The Three Lions kick-off their World Cup preparation with back-to-back glamour friendlies, with Brazil arriving at Wembley after Southgate's men pit their wits against the reigning world champions for the third time in less than 20 months.
The most recent encounter in March was tarnished by some England fans, with poor behaviour in Dortmund city centre spilling into the ground as the German national anthem was booed, while distasteful songs about the First and Second World Wars were sung.
Southgate hopes there are no such problems this time around and thanked the visitors for wearing black armbands bearing poppies in remembrance of members of the armed forces.
"I was asked about (the fan behaviour) immediately after the game in Dortmund and, to be honest, I wasn't aware at the time of exactly what had been said," the England manager said.
"It was hearsay, so I wasn't as strong as I'd like to have been on it, really.
"I think it's unacceptable. Completely unacceptable.
"We have huge a percentage of fans who follow us brilliantly. We experienced that in Lithuania when we went over to the supporters at the end of the game.
"An element that, things that were shouted that night (in Germany are) totally unacceptable.

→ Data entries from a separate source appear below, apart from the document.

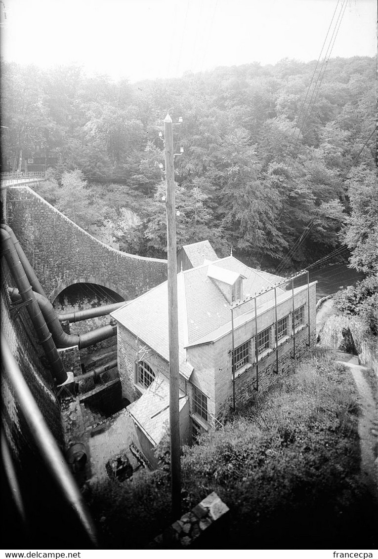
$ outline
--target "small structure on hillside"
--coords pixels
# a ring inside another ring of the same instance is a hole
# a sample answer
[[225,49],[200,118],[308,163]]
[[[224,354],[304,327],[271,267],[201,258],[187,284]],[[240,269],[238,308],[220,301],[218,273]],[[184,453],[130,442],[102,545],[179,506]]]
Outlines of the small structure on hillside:
[[[211,258],[177,276],[183,444],[214,428],[234,402],[266,389],[315,343],[316,282],[299,285],[300,278],[256,270],[233,256]],[[123,396],[135,402],[128,409],[148,454],[169,411],[167,282],[111,316]]]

"We've moved on from those times and should have moved on from those times.
"They don't represent us as a team, the people that do that, but I want to be very specific because I don't want it to be our fans as a collective. We're talking about individuals.
"The mass majority support us brilliantly.
"Also to add to that, Germany I think have taken a huge step in terms of agreeing to wear the poppy as well in this fixture, so I think that is something that should be noted. We appreciate what they're doing."
FIFA fined England, Scotland, Wales and Northern Ireland last year for displaying the poppy as part of the Armistice Day commemorations as it was deemed a political symbol.
The International Football Association Board's clarification on the relevant law in September means the teams can now display the poppy ahead of Remembrance Sunday.
Friday's match will see those that made the ultimate sacrifice honoured in various ways, with German Football Association president Reinhard Grindel happy to take part in the tributes.
"I positively welcome the decision to allow both the English and the German national teams to wear poppy armbands, because these are not about political propaganda in any way," the DFB president said.
"They're about remembering the kind of values that were kicked to the ground in two World Wars but are cherished by football: respect, tolerance, and humanity."
FA chief executive Martin Glenn added: "Remembering and commemorating the men and women who have served this country is engrained in our nation.
"Many of them have made the ultimate sacrifice and we will be honouring them, both on and off-the-pitch, for our match against Germany at Wembley Stadium.
"I would like to thank the DFB for also agreeing to wear the poppy for the match, in a show of solidarity and unity at this important time."